ChainAlign - Solution Architecture Document
Version: 4.1 Date: October 15, 2025 Status: Revised
1. Executive Summary
This document outlines the technical architecture for ChainAlign, a decision intelligence platform designed to transform the S&OP cycle into a real-time, continuous intelligence process. The architecture is a modern, cloud-native, multi-tenant microservices system. Its core components are a sophisticated data ingestion pipeline, a hybrid GraphRAG engine for reasoning, a centralized AI Compliance Gateway for security, and a dynamic, real-time client.
2. Architectural Principles
- Cloud-Native: Leverage managed services for scalability, reliability, and reduced operational overhead.

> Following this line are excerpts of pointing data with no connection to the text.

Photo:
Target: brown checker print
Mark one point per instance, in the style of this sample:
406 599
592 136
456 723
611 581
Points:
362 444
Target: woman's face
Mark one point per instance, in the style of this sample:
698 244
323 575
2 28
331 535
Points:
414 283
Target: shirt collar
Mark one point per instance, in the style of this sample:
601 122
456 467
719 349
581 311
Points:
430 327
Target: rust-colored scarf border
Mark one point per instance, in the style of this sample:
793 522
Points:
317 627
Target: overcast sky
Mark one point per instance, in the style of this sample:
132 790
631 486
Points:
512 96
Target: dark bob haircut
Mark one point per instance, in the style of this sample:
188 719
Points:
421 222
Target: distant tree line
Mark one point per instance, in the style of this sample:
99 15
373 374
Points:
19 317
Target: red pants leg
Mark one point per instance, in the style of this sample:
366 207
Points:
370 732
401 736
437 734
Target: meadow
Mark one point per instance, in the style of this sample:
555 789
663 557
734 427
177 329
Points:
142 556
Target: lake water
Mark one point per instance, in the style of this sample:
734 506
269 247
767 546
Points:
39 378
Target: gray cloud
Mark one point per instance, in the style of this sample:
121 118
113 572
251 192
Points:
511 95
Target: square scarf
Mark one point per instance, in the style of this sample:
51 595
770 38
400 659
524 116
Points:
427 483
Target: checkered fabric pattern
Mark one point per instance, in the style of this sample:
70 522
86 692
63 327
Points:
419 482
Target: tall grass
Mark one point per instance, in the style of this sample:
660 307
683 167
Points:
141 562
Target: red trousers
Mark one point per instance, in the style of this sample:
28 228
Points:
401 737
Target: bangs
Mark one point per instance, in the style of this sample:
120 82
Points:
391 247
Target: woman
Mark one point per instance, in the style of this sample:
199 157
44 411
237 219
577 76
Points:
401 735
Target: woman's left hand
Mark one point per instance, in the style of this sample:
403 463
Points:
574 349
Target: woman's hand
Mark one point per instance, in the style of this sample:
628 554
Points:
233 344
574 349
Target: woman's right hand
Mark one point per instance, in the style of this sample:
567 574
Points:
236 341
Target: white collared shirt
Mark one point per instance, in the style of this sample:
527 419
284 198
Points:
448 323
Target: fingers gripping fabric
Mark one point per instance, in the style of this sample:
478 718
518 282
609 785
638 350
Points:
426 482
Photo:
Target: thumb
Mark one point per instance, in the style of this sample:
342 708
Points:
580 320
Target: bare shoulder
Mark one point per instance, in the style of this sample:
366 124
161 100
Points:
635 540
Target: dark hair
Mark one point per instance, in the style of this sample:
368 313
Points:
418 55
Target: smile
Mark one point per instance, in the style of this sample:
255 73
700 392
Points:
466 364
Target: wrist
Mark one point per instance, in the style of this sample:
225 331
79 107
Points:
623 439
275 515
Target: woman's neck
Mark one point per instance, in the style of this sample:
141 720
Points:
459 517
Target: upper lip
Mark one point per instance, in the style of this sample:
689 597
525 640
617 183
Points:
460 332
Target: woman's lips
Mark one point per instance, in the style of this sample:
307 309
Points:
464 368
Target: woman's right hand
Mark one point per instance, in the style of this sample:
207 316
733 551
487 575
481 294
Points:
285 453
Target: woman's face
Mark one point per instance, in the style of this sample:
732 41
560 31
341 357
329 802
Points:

- Microservices: Decompose the system into loosely coupled, independently deployable services.
- Event-Driven: Use asynchronous communication for responsiveness and resilience.
- Security by Design: Implement security controls at every layer, adhering to zero-trust principles.
- Governance by Design: Embed compliance, auditing, and data quality checks directly into the architecture.
- Multi-Tenancy: Ensure strict data isolation and resource management for all tenants.
- Modularity & Extensibility: Design for easy integration of new data sources, AI models, and features.
3. High-Level Architecture Diagram
4. Layered Architecture Breakdown
4.1. Client Layer
- Description: The user-facing application, built with React.js. It is a dynamic interface whose layout and components are often defined by JSON objects sent from the backend, enabling a highly adaptive and context-aware user experience.
- Key Components: Web Client (React.js), Dynamic Page Renderer.
4.2. Application Layer
- Description: The primary backend services that handle business logic, API routing, and real-time communication.
- Key Components:
- API Gateway (Node.js/Express): Securely exposes all backend functionalities to the client.
- Firebase Authentication: Manages user identities, multi-tenancy, and access tokens.
- WebSocket Service: For real-time push of insights, chart updates, and notifications.
4.3. AI Compliance Gateway (AI Firewall)
- Description: A mandatory security layer that intercepts all outgoing requests to external LLMs. This is a critical component for enterprise trust and compliance.
- Key Components:
- Redaction Engine: A Python microservice that removes PII, proprietary identifiers, and other sensitive data from prompts before they are sent to an external model.
- Audit Logger: An immutable logging service that records every prompt, its redactions, the LLM response, and cost metrics for full auditability.
4.4. AI Processing Layer
- Description: A collection of containerized microservices that deliver ChainAlign's intelligence.
- Key Components:
- Orchestration Services (Node.js): Higher-level services that manage business workflows (e.g.,
AIInsightEngine,ConsensusEngine,ConstraintIntelligenceEngine). They orchestrate calls to other services. - Dual-Engine Search: A hybrid search system providing a unified experience. It features a Search Orchestrator that intelligently routes queries to the appropriate engine (PostgreSQL for analytics, Typesense for text) and a Typesense Index for high-speed textual search.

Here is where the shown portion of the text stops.